We all know the history. World champions in 1966. The 'Robson Revival' of the 1980's. Euro 96, when 'Football came home'. The 'Golden Generation' which came and went.
Expectation turns to hope, hope becomes disappointment, disappointment turns to desperation, until finally we crash out of Euro 2016, humiliated by a country which boasts a population of just 320,000.
As we approach the 2018 World Cup in Russia, the expectation for most fans would be to just do us proud. Even the most die-hard England fan would struggle to dream of World Cup glory whilst another humiliating tournament would almost certainly spell disaster.
As for myself, I have always watched and supported England and I will always continue to do so. Whether it’s a qualification game against San Marino or a nail biting knockout tie against Germany, I will always support my country. However, I would be lying if I thought we were going to achieve great things this summer.
I still believe we have some great attacking players that can light up the World Cup in Russia. Harry Kane has had yet another great season. If it wasn’t for Mohamed Salah, he would have won a third consecutive Golden Boot. Raheem Sterling has just had his greatest season so far, scoring 18 and assisting 17 with title winners Manchester City. Leicester City's Jamie Vardy scored 20 goals in the Premier League, whilst also proving he can consistently score against top opponents. Jesse Lingard has developed into a key player at Manchester United, who has often kept France international Anthony Martial out of the side. And although Marcus Rashford hasn’t had the best season with United, he will go to Russia with no fear, possessing blistering pace to trouble opponents.
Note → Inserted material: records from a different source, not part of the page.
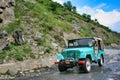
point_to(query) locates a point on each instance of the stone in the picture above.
(1, 20)
(3, 4)
(3, 33)
(38, 36)
(1, 11)
(18, 36)
(11, 2)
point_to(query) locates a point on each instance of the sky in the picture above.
(107, 12)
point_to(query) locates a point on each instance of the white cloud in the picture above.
(110, 19)
(59, 1)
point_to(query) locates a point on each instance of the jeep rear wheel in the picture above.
(101, 61)
(87, 65)
(61, 66)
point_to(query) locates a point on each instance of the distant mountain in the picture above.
(47, 26)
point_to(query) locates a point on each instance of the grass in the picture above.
(41, 16)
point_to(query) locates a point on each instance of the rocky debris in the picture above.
(28, 66)
(76, 26)
(1, 20)
(38, 36)
(3, 33)
(6, 11)
(1, 11)
(18, 36)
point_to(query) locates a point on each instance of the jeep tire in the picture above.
(61, 66)
(87, 65)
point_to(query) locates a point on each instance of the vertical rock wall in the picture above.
(6, 11)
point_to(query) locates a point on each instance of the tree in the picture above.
(74, 9)
(68, 6)
(87, 17)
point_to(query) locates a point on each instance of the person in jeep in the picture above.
(81, 52)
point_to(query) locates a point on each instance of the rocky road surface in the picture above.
(110, 71)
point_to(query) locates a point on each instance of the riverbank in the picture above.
(31, 67)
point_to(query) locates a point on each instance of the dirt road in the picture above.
(110, 71)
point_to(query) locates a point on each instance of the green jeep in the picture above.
(82, 53)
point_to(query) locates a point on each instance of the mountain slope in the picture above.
(52, 25)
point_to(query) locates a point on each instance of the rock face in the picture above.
(6, 11)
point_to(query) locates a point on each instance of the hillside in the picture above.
(47, 26)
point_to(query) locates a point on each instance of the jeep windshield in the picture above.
(82, 42)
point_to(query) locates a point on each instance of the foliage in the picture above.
(68, 6)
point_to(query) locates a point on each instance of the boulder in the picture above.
(18, 36)
(1, 20)
(3, 33)
(1, 11)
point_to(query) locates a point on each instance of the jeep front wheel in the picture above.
(87, 65)
(61, 66)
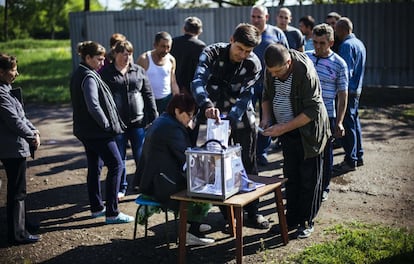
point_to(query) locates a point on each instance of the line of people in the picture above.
(158, 103)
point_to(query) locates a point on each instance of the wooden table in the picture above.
(236, 202)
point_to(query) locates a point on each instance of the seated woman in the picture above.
(162, 165)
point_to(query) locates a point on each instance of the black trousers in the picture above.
(16, 195)
(304, 185)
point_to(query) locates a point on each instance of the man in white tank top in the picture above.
(160, 67)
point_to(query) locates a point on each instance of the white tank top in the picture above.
(159, 77)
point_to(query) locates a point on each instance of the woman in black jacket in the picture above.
(134, 100)
(18, 137)
(162, 164)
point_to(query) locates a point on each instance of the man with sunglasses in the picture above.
(223, 88)
(333, 74)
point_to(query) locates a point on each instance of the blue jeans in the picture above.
(263, 142)
(328, 158)
(102, 151)
(136, 138)
(352, 142)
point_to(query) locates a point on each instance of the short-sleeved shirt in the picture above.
(332, 72)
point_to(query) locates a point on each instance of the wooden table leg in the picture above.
(238, 211)
(230, 217)
(281, 215)
(182, 232)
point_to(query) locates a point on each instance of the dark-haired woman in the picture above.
(17, 136)
(96, 122)
(161, 167)
(134, 100)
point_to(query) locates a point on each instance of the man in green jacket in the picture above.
(293, 110)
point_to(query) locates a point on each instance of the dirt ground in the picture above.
(380, 192)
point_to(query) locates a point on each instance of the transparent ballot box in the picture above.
(214, 171)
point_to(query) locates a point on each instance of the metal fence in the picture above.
(383, 27)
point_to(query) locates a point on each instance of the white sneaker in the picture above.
(203, 228)
(192, 240)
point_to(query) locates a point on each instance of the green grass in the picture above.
(361, 243)
(44, 67)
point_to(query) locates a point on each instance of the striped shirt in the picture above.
(333, 75)
(282, 106)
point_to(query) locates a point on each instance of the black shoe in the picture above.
(27, 240)
(258, 222)
(262, 161)
(32, 227)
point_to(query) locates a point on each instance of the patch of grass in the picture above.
(44, 67)
(361, 243)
Although we have plenty of talent going forward, I still believe we lack real quality in one area, which will ultimately be our downfall when coming up against top opponents.
The problem? Our defence.
In the past we have always produced great defenders. Bobby Moore, the 1966 winning captain, is arguably our best ever. Aside from his leadership qualities, his ability to read the game along with his composure made him world class. The iconic tackle against Jairzinho in the 1970 World Cup is a perfect example of this. Terry Butcher, another great centre back, proved in one blood-soaked image that he would give everything to play for his country and refused to be told otherwise. Tony Adams was a supreme defender. Whether it was his mental and physical resilience on the pitch, his reading of the game or just his sheer desire, he became a rock at the back of the England team.
Further down the line, England's 'Golden Generation' produced an array of talent at the back. Two full backs, Gary Neville and Ashley Cole, made the right back and left back position their own for years. Although Neville wasn’t the most attacking player going forward, his defensive qualities along with his brilliant work rate made him one of the best. Cole was more of a threat going forward, but never sacrificed his defensive duties as a result of this. His pace, positioning and overall ability meant that he was once labelled as the best left back in the world.
Our two best centre backs during this period, John Terry and Rio Ferdinand, were some of the greatest defenders our country has produced. Terry was a rock at the back, and the Chelsea legend's strong and commanding leadership meant he became an outstanding defender, often being including in England's best ever XI. Ferdinand was a different player to Terry. Whereas JT was often perceived as a no-nonsense English-style central defender, Ferdinand was viewed as a more modern type sweeper, who had the ability to bring the ball out of defence with his feet and who could start off attacks with neat passes to team mates. He was also world class at defending, making it look effortless at times. He would defend with his brain before his body.
Since then, England has been lacking real quality in defence. When Iceland knocked us out of Euro 2016, England's defence consisted of Kyle Walker, Gary Cahill, Chris Smalling and Danny Rose. These could hardly be called 'world class' and although Walker and Rose can be great going forward at times, there defensive capabilities can often be second best.
As we approach the World Cup, I feel our defence hasn’t improved enough to keep out the best opponents. John Stones, who has plenty of potential to be a future great, has struggled to get into the Man City side on many occasions this season. This has also been the case for Cahill, who has been left out of the Chelsea side on more than one occasion. In fact, none of the defenders picked for the summer have the right mix of quality, form, experience and overall fitness needed to keep the best out.
In my opinion, the best solution to this problem is playing with 3 at the back. It looks as if England manager Gareth Southgate is prepared for this. He has experimented with 3 at the back at times, allowing extra cover from the two wing backs. It has allowed England to be more solid at the back, whilst also providing the width needed from the wing backs to provide a threat going forward. Including players like Leicester City defender Harry Maguire allows England to lift their heads and play out with the ball. It has put a bit of optimism back into the England supporters.
Although England have been reasonably solid in defence as of late in qualifying and recent friendlies, I still believe we will fail against top opponents once the real football begins. I truly hope this isn't the case and they can prove myself and all the doubters wrong. I hope they can learn from previous experiences and become a solid team, instead of relying on certain individuals.
I will continue to support England no matter what and I will be watching eagerly once the tournament begins, hoping for a surprise or two. But from our recent tournaments, it will be a big ask.